Call the parallelogram ABCD and let angle BAD be x. Because opposite side and opposite angles of a parallelogram are equal, we only need to consider two sides. Let AB=a and AD=b be two adjacent sides. Let the bisectors of these sides be points P and Q respectively. AP=PB=a/2 and AQ=QD=b/2. Outside ABCD, draw XP, length a/2, perpendicular to AB, and YQ, length b/2, perpendicular to AD. X and Y are the centres of the squares on AB and AD.
One side of the new quadrilateral is defined by the line XY. So let's find its length.

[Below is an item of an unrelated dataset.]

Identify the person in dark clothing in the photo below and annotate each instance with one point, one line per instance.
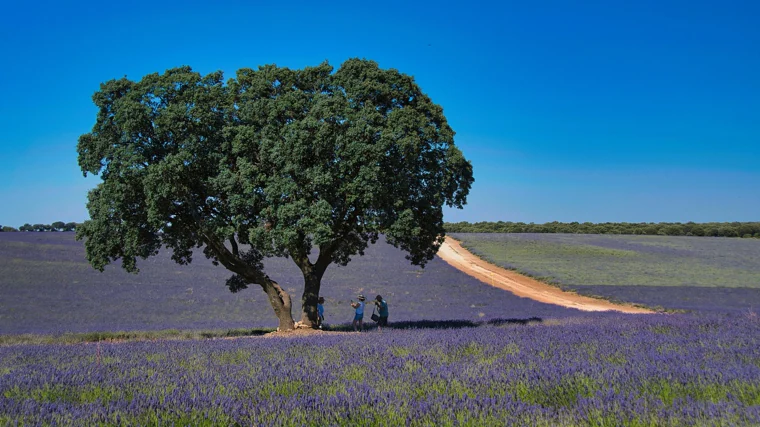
(382, 312)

AX=a/sqrt(2) and AY=b/sqrt(2), because they are hypotenuses of triangles AXP and AYQ. XY=a^2/2+b^2/2-abcosXAY (cosine rule). Angle XAY=XAP+BAD+QAY=45+x+45=90+x. cosXAY=cos(90+x)=-sinx. So XY=a^2/2+b^2/2+absinx.
Let's find the length of an adjacent side of the new quadrilateral. This time we have angle CDA=180-x. CD is bisected at R and WR is the perpendicular on to CD, and WR=RD=RC=a/2 because DC is parallel and equal in length to AB. Angle YDW=360-(RDW+180-x+QDY)=360-(45+180-x+45)=90+x, and cos(90+x)=-sinx. WY=DW^2+DY^2-2DWDYcosYDW=a^2/2+b^2/2+absinx. Therefore WY=XY. Since there is symmetry in the geometry the other two sides will be the same. And the opposite interior angles are equal. Therefore we have rhombus.

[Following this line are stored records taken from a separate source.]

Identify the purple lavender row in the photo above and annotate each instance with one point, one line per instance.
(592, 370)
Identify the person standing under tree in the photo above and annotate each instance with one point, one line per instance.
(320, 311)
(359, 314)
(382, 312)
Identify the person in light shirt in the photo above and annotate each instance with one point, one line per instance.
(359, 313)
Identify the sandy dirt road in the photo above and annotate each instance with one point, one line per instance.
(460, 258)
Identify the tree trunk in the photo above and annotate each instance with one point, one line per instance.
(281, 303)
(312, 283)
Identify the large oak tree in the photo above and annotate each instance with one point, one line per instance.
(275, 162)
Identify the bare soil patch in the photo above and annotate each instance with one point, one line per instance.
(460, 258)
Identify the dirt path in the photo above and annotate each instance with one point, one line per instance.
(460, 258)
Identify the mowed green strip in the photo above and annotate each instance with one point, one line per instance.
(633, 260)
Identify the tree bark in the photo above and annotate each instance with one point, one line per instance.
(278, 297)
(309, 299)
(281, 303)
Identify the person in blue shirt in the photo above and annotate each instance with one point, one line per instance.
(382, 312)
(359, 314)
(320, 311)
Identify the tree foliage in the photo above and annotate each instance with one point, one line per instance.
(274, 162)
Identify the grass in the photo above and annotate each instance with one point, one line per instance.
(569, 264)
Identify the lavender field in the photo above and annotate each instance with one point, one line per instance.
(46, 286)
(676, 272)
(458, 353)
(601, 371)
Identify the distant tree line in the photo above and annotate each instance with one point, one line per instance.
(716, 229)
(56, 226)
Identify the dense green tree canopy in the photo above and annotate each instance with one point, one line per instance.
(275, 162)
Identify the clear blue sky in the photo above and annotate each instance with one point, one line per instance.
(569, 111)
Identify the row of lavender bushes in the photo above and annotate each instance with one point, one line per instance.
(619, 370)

When you draw the diagram you may find that XY is exterior to the parallelogram, and WY is interior. Nevertheless, since sin(180-x)=sinx, the lengths of the sides will still be equal. There are various other geometries that may apply, but you will find that you always get a combination of two angles of 45 degrees and the angle of the parallelogram (skew), but sinx will always be the result (for example, cos(90-x)=sinx, cos(45-x+45)=sin(x), cos(180-(90+x))=sinx, etc.).